Have you noticed how we allow certain words to divide us as people? Some say this is a core issue that inhibits progress in business.
As voices for our company, we must constantly test our audience to determine what brings them to action and what shuts them down.
For many of us, influencing engagement is the primary goal when posting a blog, sending an email or writing marketing content. If our words don't provoke comments or replies, something isn't working which can affect our sales.
In my attempts to bring others on board, I've experienced several failed missions. After carefully crafting my words and getting little to no response, I've felt like Glenn Close in Fatal Attraction, "I'm not going to be ignored!"
That's one of the reasons why I've spent the last 20 years studying the impact of our words. We want to connect meaningfully and achieve a desired outcome, like getting new clients. The first step is to notice where we're missing the mark.
Several years ago, I wrote book reviews for the spiritual hub of the Pacific NW, New Renaissance Bookshop. If I used the word God anywhere in the email, a flood of unsubscribes would follow.
I had to continually get creative in order to "advance the conversation" beyond New Age jargon: Oneness, embodiment, divine feminine, consciousness, sacred passage.
When I dropped those canned expressions, several things would happen:
•Spiritual rookies would open their eyes for the first time with curiosity.
•Spiritual connoisseurs would think I'm talking about something new.
•The cash register would ring like crazy in book sales.
One of my friends loves the practice of personal growth, but is repulsed by the word juicy, an adjective used by coaches to make their offerings more enticing: This juicy teleclass. My juicy new blog. Your free juicy bonus gift.
It's an easy word to choose when we're excited, but the juice doesn't satisfy our thirst! There's a captivating article about "why juicy is ineffective" from a marketing perspective. I'm thrilled someone finally opened this discussion with tact.
A corporate client says he instantly loses interest when the words "turn-key approach" are used in a sales pitch.
Then he rattled off a list of phrases that have lost potency, yet still get tossed around: empower, move the needle, corporate values, best practices, leverage, out-of-the-box thinking.
"Jargon masks real meaning," says Jennifer Chatman, management professor at the University of California-Berkeley's Haas School of Business. "People use it as a substitute for thinking hard and clearly about their goals and the direction that they want to give others."
Awareness of our blind spots is a major step in personal and professional growth.
Self-aware individuals gain drastic advantages over their industry cohorts when they challenge themselves to speak with originality or ask a professional, "How can I say this better?"
For the next few days, notice what words and phrases get commonly used at work or online. Write them down.
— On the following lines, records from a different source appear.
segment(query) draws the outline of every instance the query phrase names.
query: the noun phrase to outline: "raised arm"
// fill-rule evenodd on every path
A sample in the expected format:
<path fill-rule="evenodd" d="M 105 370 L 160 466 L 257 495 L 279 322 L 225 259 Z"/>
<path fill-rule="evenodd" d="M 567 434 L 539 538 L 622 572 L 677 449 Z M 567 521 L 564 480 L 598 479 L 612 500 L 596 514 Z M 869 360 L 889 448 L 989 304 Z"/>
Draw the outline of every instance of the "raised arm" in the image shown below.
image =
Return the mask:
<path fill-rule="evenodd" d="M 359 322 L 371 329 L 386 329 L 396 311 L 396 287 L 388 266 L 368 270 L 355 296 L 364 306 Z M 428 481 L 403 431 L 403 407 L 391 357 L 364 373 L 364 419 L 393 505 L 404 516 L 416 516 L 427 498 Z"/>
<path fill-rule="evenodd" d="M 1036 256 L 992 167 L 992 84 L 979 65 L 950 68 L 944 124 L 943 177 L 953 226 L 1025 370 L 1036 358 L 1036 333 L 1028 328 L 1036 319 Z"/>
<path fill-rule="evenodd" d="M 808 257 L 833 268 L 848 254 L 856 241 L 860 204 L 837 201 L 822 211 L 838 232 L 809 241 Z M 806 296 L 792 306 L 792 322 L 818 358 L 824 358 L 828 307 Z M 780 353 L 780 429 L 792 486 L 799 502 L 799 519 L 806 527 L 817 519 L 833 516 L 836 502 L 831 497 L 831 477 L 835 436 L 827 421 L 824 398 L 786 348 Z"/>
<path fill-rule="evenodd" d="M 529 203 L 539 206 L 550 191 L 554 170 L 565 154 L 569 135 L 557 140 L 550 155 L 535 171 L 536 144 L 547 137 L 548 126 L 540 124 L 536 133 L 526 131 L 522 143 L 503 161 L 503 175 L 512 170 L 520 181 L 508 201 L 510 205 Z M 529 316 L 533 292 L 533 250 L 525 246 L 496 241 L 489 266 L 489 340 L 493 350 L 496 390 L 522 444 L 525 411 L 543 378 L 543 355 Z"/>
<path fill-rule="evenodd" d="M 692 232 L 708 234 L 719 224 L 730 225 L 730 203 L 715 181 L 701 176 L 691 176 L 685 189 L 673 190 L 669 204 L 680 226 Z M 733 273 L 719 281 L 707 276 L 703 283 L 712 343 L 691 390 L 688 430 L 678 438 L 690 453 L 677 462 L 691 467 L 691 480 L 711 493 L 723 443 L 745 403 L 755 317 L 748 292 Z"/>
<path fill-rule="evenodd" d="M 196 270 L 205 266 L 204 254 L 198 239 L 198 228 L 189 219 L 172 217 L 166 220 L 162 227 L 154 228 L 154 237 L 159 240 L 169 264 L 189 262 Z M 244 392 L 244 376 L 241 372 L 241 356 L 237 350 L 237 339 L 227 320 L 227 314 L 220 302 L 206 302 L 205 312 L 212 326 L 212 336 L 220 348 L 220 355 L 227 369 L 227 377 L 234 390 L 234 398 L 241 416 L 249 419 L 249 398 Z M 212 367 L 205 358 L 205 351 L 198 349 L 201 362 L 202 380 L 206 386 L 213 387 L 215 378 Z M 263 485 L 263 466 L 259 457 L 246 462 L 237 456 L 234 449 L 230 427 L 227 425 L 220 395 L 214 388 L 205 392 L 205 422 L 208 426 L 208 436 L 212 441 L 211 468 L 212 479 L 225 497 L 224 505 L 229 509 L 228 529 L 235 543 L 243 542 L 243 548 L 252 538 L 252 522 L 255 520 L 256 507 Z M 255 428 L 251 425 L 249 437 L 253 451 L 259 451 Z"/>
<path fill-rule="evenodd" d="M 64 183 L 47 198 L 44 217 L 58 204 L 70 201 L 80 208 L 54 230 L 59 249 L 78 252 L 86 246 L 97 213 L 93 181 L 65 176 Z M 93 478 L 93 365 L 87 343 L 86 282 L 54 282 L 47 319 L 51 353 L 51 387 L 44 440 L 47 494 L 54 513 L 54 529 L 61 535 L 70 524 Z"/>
Ask yourself these questions to break up patterns of thought:
•How would I explain this word to my 6-year old?
This will help you find simplicity.
•What is the dictionary definition or original meaning?
This may explain why the word triggers others or doesn't work well.
•How else can we say this?
Look up synonyms or ask customers what that word means to them.
•Is there a story or analogy to better support my words?
Story is the easiest way to make ourselves relevant and relatable.
See what happens when you communicate in a new way. You may notice your customers' eyes light up, their replies become clear and direct, and their appreciation for you becomes evident. A match has occurred. Congratulations!